In the barroom below, men wrestled, shouting and cursing, crashing into furniture and overturning glasses and bottles. The noise pounded inside his head like a dissonant drum.

Two men lay on the floor, their blank, lifeless eyes staring sightless at the ceiling, their bodies broken and bleeding. With shocking clarity, those strangers suddenly became familiar faces, young men barely out of the schoolroom, dead now, their gray uniforms soaked with blood.

A cold, gray mist dampened the leaden air. The smell of wet earth and death filled his senses as grief and anger possessed him.

“They walked into a trap, Major,” the lieutenant told him.

“Any survivors?" Reece asked, his voice carefully unemotional.

“Just Corporal Prescott,” came the answer.

Reece shook his head to obliterate the image, gasping for breath as he beat down the memory and focused again. He grasped the pistol tightly and clenched his jaw, forcing himself back to the present.

Stanton and Grady managed to capture a man and slam him back against the bar. They held the stranger between them, each grasping an arm while the man struggled to break free.

Reece fired his pistol in the air and the crowd turned as one to face him, their expressions ranging from surprise to anger to annoyance.

“What the hell is going on here?" Reece demanded

A cacophony of voices bombarded him as everyone tried to explain at once.

“Wait a minute!" Reece shouted, holding up a hand for silence as he reached the bottom of the stairs.

His whole body shook with rage. Focus, he told himself. This is reality, this is what matters. One moment of distraction could cost a man his life, how well he’d learned that lesson.

Emma Parker had called him a coward. She’d challenged him as few people would have dared. And the hell of it was if she were a man, he’d have beaten her senseless or had her run out of town or both by now.

“Stanton!" he shouted, turning his fury on his most trusted man. “What happened?”

Reece moved closer, his gaze never leaving the captured outlaw’s eyes. The outlaw didn’t look away, and Reece recognized the madness in his eyes. The man before him liked to kill and would do so without hesitation. His stare challenged Reece and pushed his fury dangerously close to the breaking point. He’d been challenged enough for one night.

“This saddle tramp come in here with his friend there looking for trouble,” Stanton explained.

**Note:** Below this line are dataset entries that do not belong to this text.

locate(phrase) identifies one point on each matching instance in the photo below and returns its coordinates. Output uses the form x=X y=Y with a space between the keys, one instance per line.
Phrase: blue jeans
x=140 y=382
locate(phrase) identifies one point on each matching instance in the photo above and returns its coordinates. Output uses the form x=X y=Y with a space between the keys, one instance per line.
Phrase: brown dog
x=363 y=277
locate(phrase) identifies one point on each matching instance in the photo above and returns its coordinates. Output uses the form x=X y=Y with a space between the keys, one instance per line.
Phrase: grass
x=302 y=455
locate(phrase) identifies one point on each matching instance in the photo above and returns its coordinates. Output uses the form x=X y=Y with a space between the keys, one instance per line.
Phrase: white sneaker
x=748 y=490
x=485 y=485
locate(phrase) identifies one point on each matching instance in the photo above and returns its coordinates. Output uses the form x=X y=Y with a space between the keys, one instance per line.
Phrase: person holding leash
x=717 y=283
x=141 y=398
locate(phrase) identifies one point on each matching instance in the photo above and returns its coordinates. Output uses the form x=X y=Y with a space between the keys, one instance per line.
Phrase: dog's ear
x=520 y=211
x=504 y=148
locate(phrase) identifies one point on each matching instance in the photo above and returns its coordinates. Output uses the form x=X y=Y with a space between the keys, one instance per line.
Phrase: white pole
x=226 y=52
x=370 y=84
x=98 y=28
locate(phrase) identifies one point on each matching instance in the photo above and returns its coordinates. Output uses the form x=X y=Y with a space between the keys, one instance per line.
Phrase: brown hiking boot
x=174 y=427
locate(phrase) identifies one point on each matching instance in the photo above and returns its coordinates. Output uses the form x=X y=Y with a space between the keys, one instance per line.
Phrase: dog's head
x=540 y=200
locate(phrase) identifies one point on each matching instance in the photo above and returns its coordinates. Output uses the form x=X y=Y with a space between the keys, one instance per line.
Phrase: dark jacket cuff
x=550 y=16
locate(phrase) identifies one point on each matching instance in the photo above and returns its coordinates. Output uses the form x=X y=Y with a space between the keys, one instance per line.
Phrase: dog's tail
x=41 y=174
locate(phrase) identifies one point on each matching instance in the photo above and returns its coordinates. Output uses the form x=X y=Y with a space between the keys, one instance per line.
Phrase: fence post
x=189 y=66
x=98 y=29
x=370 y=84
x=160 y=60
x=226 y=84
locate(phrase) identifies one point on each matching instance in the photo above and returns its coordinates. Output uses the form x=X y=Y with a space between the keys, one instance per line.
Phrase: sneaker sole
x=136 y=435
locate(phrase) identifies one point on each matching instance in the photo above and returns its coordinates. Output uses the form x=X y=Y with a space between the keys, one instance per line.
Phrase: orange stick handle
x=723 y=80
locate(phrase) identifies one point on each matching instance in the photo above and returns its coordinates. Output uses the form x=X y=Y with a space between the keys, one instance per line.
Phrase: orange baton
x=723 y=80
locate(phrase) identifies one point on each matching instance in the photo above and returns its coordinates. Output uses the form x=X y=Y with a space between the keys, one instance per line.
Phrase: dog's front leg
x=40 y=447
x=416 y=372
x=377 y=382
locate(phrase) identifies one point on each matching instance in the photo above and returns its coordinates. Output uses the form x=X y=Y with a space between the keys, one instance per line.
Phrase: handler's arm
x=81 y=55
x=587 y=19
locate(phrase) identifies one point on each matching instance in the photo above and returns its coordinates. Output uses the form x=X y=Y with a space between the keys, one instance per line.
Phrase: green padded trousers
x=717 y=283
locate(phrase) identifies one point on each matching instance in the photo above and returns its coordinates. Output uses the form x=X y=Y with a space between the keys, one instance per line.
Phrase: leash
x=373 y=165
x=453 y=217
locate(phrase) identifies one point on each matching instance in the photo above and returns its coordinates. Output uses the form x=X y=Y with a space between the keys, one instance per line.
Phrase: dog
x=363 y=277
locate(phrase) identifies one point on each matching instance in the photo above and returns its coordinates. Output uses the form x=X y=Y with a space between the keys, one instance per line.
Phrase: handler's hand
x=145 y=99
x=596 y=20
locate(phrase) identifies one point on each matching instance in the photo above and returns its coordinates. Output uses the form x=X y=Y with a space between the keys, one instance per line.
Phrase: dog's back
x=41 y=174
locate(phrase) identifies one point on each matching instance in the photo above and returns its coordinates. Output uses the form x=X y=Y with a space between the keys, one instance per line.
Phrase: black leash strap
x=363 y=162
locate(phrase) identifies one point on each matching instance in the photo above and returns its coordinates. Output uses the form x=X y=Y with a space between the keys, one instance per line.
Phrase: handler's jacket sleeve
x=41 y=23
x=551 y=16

The explanation did nothing to dispel Reece’s irritation. Damn it, he shouldn’t have to get involved in these incessant brawls, shouldn’t have to handle everything personally. And he never should have let Miss Parker get to him the way she had. She had no idea who he was, what his life had been like. Her opinion meant nothing to him -- less than nothing.

“What am I paying you men for if you can’t even handle a minor altercation?" Reece asked tautly. What good was a leader if his men were incompetent?